The equation of $L$ is $y-6=1(x+4)$, i.e., $y=x+10$. Substituting this into the equation of $E$ yields

$$(x+10)^2 = x(x+5)(x-5)$$

$$= x^3 -x^2 -45x - 100$$ 0

$$= (x+4)(x^2-5x-25).$$ 0

The linear factor $x+4$ was expected; it reflects the fact that the point $S=(-4,6)$ is one of the intersection points. But this time the leftover factor is quadratic, not linear, so there is no reason to expect the other solutions to be rational. In fact, here they are not, because the discriminant of $x^2-5x-25$ is $(-5)^2-4(1)(-25)=125$, which is not the square of a rational number. Hence we do not obtain rational points on $E$ in this way.

Geometrically what has happened is that $L$ intersects $E$ in three points, one of which is $S$, and the best that can be said of the other two is that their coordinates will involve a single square root. It is not an accident that $L \cap E$ consisted of three points here, whereas the intersection of $L$ with a circle in the previous section had two points. These are special cases of the following general result:

Bezout's Theorem (almost): It is almost true that the intersection of a curve $f(x,y)=0$ of degree $m$ with a curve $g(x,y)=0$ of degree $n$ consists of exactly $mn$ points.

To make the theorem true, some care must be taken. For instance, the intersection of $xy=0$ and $(x^2+y^2)y=0$ has infinitely many points, not $2 \cdot 3 = 6$ as predicted, because both curves contain the curve $y=0$. Therefore one should insist that the two curves do not have a curve in common. Algebraically, this is equivalent to imposing the condition that $f(x,y)$ and $g(x,y)$ have no common factor.

With this assumption, it is now true that the curves intersect in at most $mn$ points. But to get exactly $mn$ points, three more modifications to the problem are required. As stated, the theorem gives the wrong answer for the number of real points in the intersection of $x-2=0$ with $x^2+y^2=1$. To get the correct number of intersection points ( $1 \cdot 2 = 2$), one should allow the intersection points $(2,\sqrt{-3})$ and $(2,-\sqrt{-3})$ with complex coordinates. Another problem is illustrated by the example in which one intersects $x-1=0$ with $x^2+y^2=1$. We again expect 2 intersection points, but there is only one, the point $(1,0)$ where the line is tangent to the circle. The fix this time is to count intersection points with multiplicity: points where two curves meet tangentially count extra! The third problem is that certain curves such as $y-1=0$ and $y-2=0$ do not meet as many times as they are supposed to. One finds the ``missing intersection points'' by adjoining a ``line of points at infinity'' to the plane, to form the projective plane ${\mathbb{P}}^2$. The lines $y-1=0$ and $y-2=0$ meet at one of the points on this line at infinity. (We will not discuss this in detail here.)

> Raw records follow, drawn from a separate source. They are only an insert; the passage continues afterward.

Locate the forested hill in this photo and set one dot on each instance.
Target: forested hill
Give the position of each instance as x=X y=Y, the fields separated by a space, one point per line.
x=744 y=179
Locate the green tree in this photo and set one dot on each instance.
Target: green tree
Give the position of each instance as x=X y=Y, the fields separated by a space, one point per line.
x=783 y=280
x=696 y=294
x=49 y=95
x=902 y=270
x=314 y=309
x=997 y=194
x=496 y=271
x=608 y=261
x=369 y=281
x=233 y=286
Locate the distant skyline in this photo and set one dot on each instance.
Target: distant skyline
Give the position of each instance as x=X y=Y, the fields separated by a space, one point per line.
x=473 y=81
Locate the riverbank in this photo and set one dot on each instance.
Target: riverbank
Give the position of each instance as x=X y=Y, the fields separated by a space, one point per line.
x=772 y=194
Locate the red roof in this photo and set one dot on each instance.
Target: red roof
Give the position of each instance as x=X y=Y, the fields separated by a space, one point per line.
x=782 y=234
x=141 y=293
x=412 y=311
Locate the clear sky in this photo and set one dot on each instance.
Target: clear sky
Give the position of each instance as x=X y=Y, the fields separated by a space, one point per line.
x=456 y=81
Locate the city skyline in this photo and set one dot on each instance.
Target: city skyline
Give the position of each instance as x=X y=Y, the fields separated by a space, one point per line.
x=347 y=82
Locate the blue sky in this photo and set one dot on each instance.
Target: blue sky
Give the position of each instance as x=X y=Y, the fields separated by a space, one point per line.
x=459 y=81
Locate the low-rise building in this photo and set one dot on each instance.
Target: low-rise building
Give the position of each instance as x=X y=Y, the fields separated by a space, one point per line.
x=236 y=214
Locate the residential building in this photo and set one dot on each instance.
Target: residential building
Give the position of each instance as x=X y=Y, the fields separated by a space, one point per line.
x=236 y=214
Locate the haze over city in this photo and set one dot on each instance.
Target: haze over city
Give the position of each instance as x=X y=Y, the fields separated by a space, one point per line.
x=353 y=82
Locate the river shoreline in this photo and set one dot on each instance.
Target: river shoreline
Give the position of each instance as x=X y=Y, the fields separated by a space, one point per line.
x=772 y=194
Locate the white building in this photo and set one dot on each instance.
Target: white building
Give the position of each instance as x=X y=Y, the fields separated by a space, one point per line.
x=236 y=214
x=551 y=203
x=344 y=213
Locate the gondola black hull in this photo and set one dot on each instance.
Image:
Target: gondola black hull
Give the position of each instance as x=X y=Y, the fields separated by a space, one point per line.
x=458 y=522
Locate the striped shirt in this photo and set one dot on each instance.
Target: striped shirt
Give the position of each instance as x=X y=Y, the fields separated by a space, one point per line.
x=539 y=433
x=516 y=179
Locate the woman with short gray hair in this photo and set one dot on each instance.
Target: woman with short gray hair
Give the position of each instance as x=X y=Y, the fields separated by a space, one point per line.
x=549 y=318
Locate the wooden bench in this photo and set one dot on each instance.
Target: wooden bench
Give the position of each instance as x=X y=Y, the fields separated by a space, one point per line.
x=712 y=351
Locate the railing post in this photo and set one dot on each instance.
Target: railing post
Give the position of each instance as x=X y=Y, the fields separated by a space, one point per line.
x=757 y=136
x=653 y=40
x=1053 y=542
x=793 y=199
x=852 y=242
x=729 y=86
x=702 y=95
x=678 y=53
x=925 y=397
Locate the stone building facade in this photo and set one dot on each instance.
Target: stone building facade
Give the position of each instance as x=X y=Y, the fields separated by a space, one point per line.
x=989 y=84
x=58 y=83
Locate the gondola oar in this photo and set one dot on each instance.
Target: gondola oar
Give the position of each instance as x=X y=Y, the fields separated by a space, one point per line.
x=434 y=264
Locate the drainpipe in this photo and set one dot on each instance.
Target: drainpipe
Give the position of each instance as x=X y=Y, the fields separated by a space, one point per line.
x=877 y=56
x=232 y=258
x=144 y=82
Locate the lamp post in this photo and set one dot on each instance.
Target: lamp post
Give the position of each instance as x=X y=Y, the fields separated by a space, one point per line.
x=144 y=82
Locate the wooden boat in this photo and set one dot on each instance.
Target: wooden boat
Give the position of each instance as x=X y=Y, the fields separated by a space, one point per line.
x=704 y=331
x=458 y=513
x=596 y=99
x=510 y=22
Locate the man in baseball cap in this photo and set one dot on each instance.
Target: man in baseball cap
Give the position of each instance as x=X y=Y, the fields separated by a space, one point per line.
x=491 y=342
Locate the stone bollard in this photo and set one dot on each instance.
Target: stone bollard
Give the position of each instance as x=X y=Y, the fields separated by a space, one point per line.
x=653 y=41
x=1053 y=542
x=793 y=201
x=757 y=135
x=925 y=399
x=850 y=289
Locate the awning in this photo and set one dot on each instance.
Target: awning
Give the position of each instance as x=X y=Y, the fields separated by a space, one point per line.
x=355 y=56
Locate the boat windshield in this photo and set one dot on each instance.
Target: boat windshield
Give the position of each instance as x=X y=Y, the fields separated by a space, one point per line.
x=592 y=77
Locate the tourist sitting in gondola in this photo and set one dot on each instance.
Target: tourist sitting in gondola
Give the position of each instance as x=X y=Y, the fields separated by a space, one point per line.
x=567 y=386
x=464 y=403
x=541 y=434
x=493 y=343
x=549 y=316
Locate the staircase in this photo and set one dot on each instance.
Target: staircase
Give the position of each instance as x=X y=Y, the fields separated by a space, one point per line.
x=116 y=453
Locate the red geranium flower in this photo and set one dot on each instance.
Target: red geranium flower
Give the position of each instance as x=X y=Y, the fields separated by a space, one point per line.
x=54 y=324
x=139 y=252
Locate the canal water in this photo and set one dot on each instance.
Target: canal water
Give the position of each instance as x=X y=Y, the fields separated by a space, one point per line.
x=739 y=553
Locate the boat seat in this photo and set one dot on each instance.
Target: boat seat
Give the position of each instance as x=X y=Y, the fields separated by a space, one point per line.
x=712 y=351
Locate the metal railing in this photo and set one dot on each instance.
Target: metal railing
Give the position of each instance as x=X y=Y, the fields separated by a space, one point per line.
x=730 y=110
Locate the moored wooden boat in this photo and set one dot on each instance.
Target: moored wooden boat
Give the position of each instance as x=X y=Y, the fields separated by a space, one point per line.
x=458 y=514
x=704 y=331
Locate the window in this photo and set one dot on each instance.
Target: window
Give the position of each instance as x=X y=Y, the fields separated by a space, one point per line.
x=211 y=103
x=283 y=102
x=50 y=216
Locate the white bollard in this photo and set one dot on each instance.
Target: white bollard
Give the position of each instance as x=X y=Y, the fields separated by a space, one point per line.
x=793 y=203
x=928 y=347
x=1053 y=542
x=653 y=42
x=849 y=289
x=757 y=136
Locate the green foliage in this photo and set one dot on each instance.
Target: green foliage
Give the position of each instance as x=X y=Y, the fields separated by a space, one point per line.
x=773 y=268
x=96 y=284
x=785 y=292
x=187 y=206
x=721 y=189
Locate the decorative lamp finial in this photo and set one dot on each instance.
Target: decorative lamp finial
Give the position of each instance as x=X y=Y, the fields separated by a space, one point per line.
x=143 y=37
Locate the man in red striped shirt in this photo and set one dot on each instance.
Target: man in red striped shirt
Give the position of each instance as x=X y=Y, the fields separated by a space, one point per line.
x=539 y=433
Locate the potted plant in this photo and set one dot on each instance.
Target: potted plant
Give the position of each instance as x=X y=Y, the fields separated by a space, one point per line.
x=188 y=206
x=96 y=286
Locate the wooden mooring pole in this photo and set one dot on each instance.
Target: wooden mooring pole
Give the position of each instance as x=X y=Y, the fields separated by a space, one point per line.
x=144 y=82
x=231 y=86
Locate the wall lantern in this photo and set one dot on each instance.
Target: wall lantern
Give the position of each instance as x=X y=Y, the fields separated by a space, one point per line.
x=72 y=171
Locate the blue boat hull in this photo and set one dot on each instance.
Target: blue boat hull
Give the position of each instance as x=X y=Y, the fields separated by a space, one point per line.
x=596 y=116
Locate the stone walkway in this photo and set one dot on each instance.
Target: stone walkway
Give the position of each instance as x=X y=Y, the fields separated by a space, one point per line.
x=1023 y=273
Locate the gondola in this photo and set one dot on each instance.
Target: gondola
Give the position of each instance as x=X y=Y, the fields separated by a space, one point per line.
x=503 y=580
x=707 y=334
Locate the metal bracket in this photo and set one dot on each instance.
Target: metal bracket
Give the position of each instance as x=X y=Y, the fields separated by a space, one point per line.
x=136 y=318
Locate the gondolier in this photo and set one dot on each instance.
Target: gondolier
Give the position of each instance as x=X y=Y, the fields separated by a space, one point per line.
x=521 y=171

The precise version of Bezout's Theorem reads as follows:

Bezout's Theorem: Let $X$ and $Y$ be curves of degrees $m$ and $n$ in the projective plane over the complex numbers. If $X$ and $Y$ have no curves in common, then the number of intersection points in $X \cap Y$ with complex coordinates, counted with multiplicities, equals $mn$ exactly.